Три человека были абсолютно не связаны друг с другом, но, словно в черном анекдоте, оказались рядом. В обычной жизни вероятность их встречи стремилась к нулевому значению. Зачем-то судьба сводит разных людей вместе, для чего-то сажает их в одну лодку и отправляет в плавание по времени. Что из этого выйдет? Покажет лишь это самое время, и, дай бог, его течение будет благосклонным.

* * *

Глубокой ночью «Черный Воронок» въехал в пограничную военную часть. Двери кузова распахнулись, и легкий мороз поздней осени мигом разбудил умудрившихся заснуть заключенных.
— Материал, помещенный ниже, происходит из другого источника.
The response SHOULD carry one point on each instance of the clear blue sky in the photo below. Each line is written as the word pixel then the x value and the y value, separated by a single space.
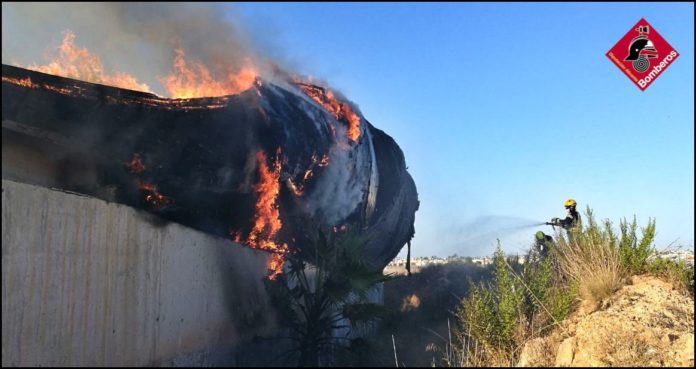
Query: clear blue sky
pixel 507 109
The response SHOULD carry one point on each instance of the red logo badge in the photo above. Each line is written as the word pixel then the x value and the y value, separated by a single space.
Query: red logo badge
pixel 642 54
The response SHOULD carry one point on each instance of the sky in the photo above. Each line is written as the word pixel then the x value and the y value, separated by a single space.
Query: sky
pixel 502 110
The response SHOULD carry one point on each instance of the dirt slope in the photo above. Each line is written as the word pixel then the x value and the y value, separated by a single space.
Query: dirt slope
pixel 645 323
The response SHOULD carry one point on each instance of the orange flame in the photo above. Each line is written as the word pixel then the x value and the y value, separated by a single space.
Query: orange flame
pixel 75 62
pixel 152 196
pixel 25 82
pixel 136 164
pixel 340 110
pixel 324 161
pixel 267 221
pixel 193 79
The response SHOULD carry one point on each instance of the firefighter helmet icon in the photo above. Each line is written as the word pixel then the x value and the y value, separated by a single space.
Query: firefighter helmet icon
pixel 641 49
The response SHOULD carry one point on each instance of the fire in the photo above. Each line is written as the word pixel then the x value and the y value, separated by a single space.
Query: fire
pixel 411 302
pixel 152 196
pixel 297 190
pixel 190 79
pixel 267 221
pixel 340 110
pixel 324 161
pixel 25 82
pixel 75 62
pixel 136 164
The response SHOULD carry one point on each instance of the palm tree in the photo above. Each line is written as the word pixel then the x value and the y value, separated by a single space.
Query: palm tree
pixel 318 299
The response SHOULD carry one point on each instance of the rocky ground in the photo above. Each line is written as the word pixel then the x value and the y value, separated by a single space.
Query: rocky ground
pixel 645 323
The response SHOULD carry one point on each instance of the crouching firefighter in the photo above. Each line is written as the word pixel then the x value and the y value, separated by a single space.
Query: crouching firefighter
pixel 572 219
pixel 543 243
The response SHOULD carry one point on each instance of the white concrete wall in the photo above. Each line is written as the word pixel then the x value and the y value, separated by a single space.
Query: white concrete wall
pixel 86 282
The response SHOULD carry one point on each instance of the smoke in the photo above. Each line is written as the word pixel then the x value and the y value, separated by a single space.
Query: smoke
pixel 337 194
pixel 483 231
pixel 139 39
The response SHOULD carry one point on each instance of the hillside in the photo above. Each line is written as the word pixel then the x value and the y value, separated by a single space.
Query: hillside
pixel 645 323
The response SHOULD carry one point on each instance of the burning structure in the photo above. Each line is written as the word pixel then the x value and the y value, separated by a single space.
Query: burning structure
pixel 265 166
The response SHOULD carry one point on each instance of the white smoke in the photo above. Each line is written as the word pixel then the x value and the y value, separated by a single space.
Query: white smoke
pixel 134 38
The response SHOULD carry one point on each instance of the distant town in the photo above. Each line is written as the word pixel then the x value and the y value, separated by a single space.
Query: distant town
pixel 398 265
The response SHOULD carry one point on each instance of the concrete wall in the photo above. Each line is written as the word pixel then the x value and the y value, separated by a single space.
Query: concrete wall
pixel 86 282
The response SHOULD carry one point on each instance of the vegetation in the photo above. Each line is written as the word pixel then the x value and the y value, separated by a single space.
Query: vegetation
pixel 327 297
pixel 458 314
pixel 495 319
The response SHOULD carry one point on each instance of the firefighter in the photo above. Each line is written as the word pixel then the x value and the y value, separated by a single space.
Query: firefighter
pixel 572 218
pixel 543 242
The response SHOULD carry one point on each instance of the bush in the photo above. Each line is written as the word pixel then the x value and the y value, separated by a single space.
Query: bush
pixel 676 272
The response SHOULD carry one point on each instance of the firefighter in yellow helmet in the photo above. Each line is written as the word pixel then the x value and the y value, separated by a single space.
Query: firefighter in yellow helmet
pixel 572 218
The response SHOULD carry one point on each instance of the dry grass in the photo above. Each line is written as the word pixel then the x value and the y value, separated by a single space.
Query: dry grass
pixel 592 262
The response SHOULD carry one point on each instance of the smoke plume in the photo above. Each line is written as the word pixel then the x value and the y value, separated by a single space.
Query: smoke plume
pixel 138 39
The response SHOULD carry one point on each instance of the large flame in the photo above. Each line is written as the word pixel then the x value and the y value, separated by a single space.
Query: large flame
pixel 25 82
pixel 75 62
pixel 339 109
pixel 190 79
pixel 267 221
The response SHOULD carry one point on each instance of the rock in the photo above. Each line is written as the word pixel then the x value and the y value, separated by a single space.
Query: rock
pixel 566 351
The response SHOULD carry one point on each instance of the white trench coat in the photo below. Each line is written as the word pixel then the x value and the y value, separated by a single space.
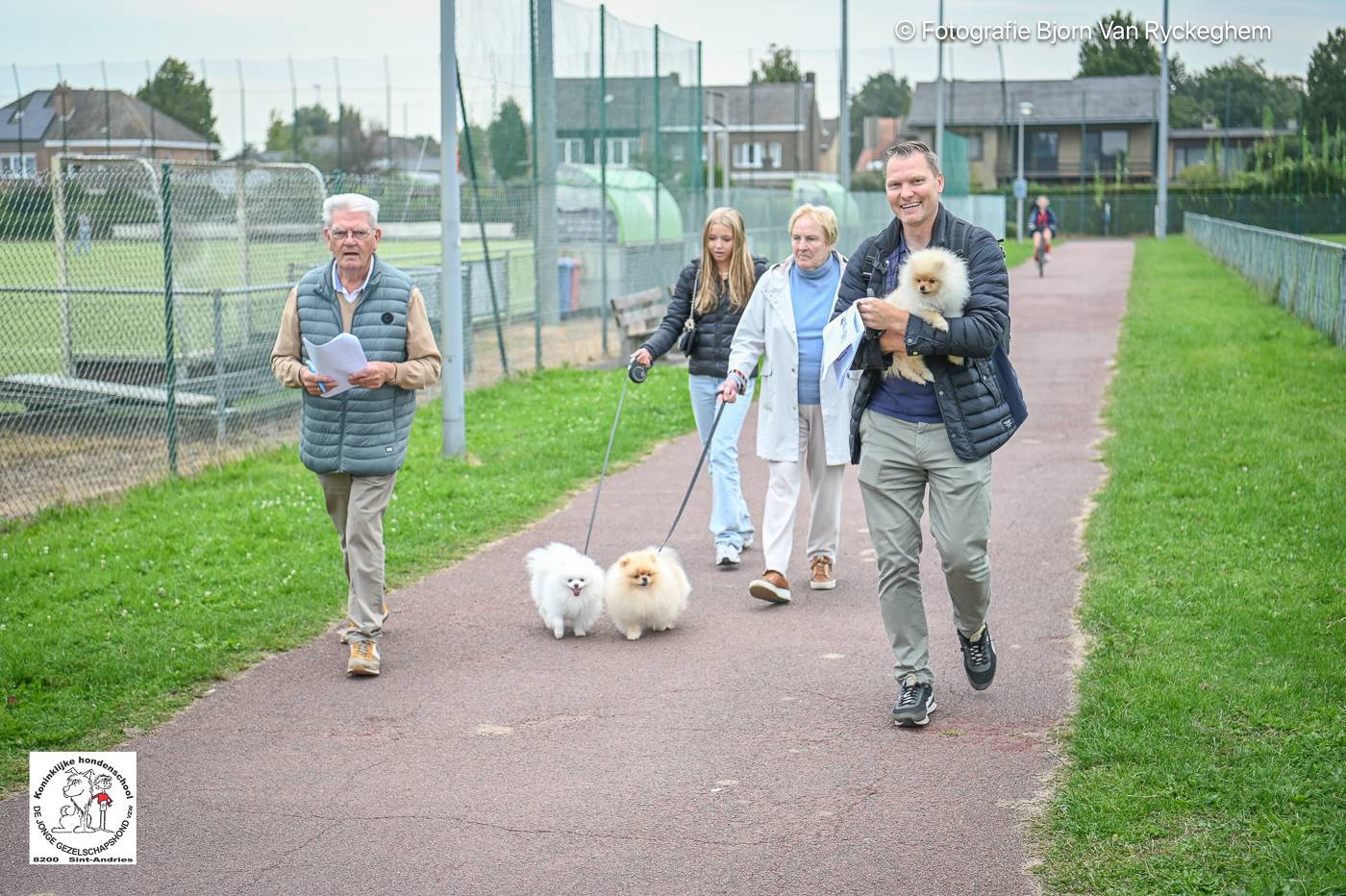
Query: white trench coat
pixel 767 324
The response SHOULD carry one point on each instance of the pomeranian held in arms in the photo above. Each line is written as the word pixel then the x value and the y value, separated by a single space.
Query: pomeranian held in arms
pixel 933 286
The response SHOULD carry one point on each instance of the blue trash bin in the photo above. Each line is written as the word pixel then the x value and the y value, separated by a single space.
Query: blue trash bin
pixel 562 286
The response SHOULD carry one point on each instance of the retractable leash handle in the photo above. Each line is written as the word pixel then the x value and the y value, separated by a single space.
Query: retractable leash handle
pixel 700 460
pixel 635 373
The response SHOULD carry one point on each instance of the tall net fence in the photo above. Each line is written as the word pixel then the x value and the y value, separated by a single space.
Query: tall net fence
pixel 140 304
pixel 140 299
pixel 1305 276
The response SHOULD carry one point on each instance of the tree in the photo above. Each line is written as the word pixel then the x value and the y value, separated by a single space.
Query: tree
pixel 1184 110
pixel 175 91
pixel 1326 81
pixel 1119 46
pixel 481 150
pixel 778 67
pixel 882 96
pixel 310 121
pixel 508 140
pixel 1238 93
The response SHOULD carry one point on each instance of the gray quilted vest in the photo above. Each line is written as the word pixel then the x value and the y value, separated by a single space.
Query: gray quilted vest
pixel 361 431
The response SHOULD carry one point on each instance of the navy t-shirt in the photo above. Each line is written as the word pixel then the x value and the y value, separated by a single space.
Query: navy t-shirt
pixel 897 396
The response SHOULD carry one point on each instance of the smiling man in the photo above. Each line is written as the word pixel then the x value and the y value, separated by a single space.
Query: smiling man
pixel 356 440
pixel 935 436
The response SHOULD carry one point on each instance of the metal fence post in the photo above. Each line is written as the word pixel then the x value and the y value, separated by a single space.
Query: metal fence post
pixel 170 367
pixel 602 162
pixel 58 232
pixel 218 309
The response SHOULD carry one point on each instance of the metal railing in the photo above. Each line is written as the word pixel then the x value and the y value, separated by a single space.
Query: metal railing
pixel 1303 275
Их вновь построили на улице в линию вдоль борта грузовика. Уставшие охранники зло смотрели на них из-под надвинутых бровей до тех пор, пока их не сменили не менее угрюмые военные.

– Все, они переходят под нашу ответственность. Можете быть свободны, – отчеканил человек в пятнистой военной форме и добавил чуть теплее, – бар в той стороне, ребята, – и указал куда-то в россыпь одноэтажных строений.

Изрядно повеселевшая троица тюремщиков направилась культурно проводить вечер, предвкушая заслуженные часы отдыха. Лем оглянулся по сторонам, зябко поеживаясь в тонкой тюремной робе. Их грузовик стоял у самой ограды, за которой неприступной стеной возвышался темный лес. Чуть поодаль находился въезд на территорию со шлагбаумом, КПП и двумя огневыми позициями. На равных расстояниях друг от друга уходили в бездонное ночное небо смотровые вышки, зорко шарящие по окрестностям лучами прожекторов. Большую часть видимого пространства занимали приземистые строения из дерева или кирпича. Не считая шестерых солдат, ставших их новыми надсмотрщиками, в поле зрения людей не было. Неудивительно, время уже, скорее всего, перевалило за полночь.

– С каждым разом нас охраняет все больше людей, – весело сказал Хасар, – потом что, целой ротой вокруг нас гарцевать будете?

– Разговоры, – рявкнул солдат, по всей видимости, командующий остальными пятью, – рты раскрывать будете, когда я того потребую.

– Скоро узнаете, зачем ваши преступные тушки понадобились на линии фронта, – продолжил командир в пятнистой военной форме, – а теперь, нале-е-во.

Лем, Палий и Хасар вразнобой повернулись.

– Шаго-о-м марш.

Их окружили бойцы, по двое слева и справа и по одному в конце и начале колонны.

– Палий, – тихо позвал на ходу преподавателя Лем, – если слышите, кивните.

Палий легко качнул головой. Со стороны это выглядело, словно у него устала шея от длительной поездки.

– Они сказали что-то про фронт. Мы что, на границе?

Палий чуть повернул голову вбок и ответил: – Нет смысла гадать, Лемор. Думаю, нам сейчас все изложат в максимально доходчивой форме.

– А ну замолчали, – обернулся командир, шедший во главе колонны. Он грозно зыркнул на троицу, но больше ничего не сказал, и они продолжили идти.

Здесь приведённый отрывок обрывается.